- Born: Ophelia Magdalena Dahl 12 May 1964 (age 62) Oxford, England
- Education: Wellesley College
- Occupations: Social justice, health care advocate
- Spouse: Lisa Frantzis
- Children: 1
- Parents: Roald Dahl; Patricia Neal;
- Relatives: Olivia Dahl (sister); Tessa Dahl (sister); Theo Dahl (brother); Lucy Dahl (sister); Sophie Dahl (niece); Phoebe Dahl (niece); Nicholas Logsdail (first cousin);

= Ophelia Dahl =

British-American activist (born 1964)

Ophelia Magdalena Dahl (born 12 May 1964) is a British-American social justice and health care advocate. She co-founded Partners In Health (PIH), a Boston, Massachusetts-based non-profit health care organization dedicated to providing a "preferential option for the poor." She served as executive director for 16 years, and has since chaired its board of directors.

As a co-founder and key member of the PIH team, Dahl was featured prominently in Mountains Beyond Mountains: The Quest of Dr. Paul Farmer, a Man Who Would Cure the World, Tracy Kidder's book describing the work of the organization and the life of Farmer. In December 2006, Dahl and Farmer received the Union Medal from Union Theological Seminary in New York. Dahl and the Partners in Health team are featured in the 2017 documentary film Bending The Arc. In 2024, she was listed as one of the 100 most influential people in the world by TIME.

== Career ==
In 1983, Dahl first encountered Paul Farmer, the future co-founder of PIH, as an eighteen-year-old volunteer in Haiti. Dahl served as executive director of PIH from 2001 to 2005, and as of 2020 chairs its board of directors. The organisation continues to build health care systems and raise standards in global health in remote areas of the world.

Since the development of PIH in 1987, the organisation has expanded its health care services around the planet. Under Dahl's leadership, PIH is strengthening the public health system for over 800,000 people in Rwanda. In Malawi, Mexico, Russia, and Lesotho, PIH works with the countries' respective ministries of health to fight diseases in certain rural areas. PIH provides critical health care services through programs for cancer, chronic diseases, cholera, HIV/AIDS, surgery, women's health, child health, community health workers, mental health, and tuberculosis.
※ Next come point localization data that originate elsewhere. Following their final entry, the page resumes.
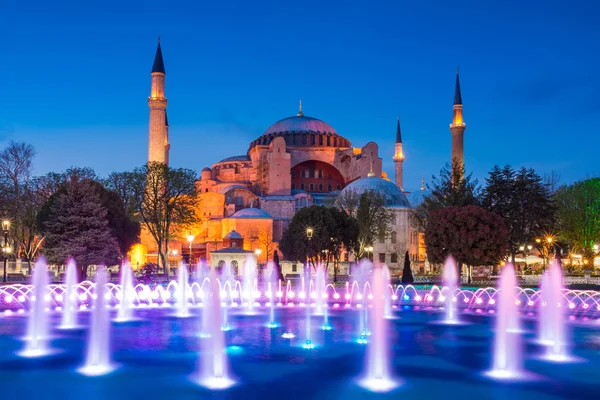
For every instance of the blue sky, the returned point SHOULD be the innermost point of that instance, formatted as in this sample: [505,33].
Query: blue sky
[76,77]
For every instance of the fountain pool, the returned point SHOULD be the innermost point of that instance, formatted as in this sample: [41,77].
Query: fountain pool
[157,355]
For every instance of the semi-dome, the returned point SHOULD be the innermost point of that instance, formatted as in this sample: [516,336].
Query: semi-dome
[391,193]
[301,130]
[251,212]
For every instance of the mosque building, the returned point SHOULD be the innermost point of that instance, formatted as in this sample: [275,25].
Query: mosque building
[297,162]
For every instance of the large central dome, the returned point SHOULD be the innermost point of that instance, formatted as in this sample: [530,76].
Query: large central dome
[300,124]
[301,130]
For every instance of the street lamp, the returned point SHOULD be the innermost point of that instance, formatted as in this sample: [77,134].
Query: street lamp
[309,233]
[369,250]
[191,240]
[5,245]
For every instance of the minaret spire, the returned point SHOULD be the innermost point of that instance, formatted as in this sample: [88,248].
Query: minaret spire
[399,156]
[158,132]
[398,132]
[457,128]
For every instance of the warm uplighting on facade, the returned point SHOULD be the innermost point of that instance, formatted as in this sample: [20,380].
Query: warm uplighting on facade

PIH works in more than 60 hospital centers around the world, with more than 12,000 colleagues involved.

In 2011, Dahl was named by the Boston Globe as one of the three Bostonians of the Year alongside Paul Farmer and a senior member of Partners in Health, Louise Ivers, due to the charity's response to the 2010 Haiti earthquake. She was selected by Social Capital Inc. (SCI) as a recipient of the 2011 SCI Idealist Award. In 2013, Dahl was a distinguished speaker at the Madeleine Korbel Albright Institute for Global Affairs.

In 2019, she was awarded an honorary Doctor of Laws degree by Williams College.

== Personal life ==
Dahl was born on 12 May 1964, in Oxford, United Kingdom. She is the second-youngest child of actress Patricia Neal and author Roald Dahl. Dahl contributed to the 2003 book The Roald Dahl Treasury, a collection of her father's stories, memoirs, letters and poetry. She is writing a memoir of her father. She is a trustee and vice president of the Roald Dahl Museum and Story Centre, a registered charity with the mission of "telling Roald Dahl's life story, to care for his archive and to promote a love of creative writing in everyone." She also is the chair of Dahl & Dahl LLP, which manages her father's literary estate.

In 1994, Dahl graduated from Wellesley College as a Davis Scholar and delivered Wellesley's 2006 commencement address.

Dahl has one son with her wife, Lisa Frantzis.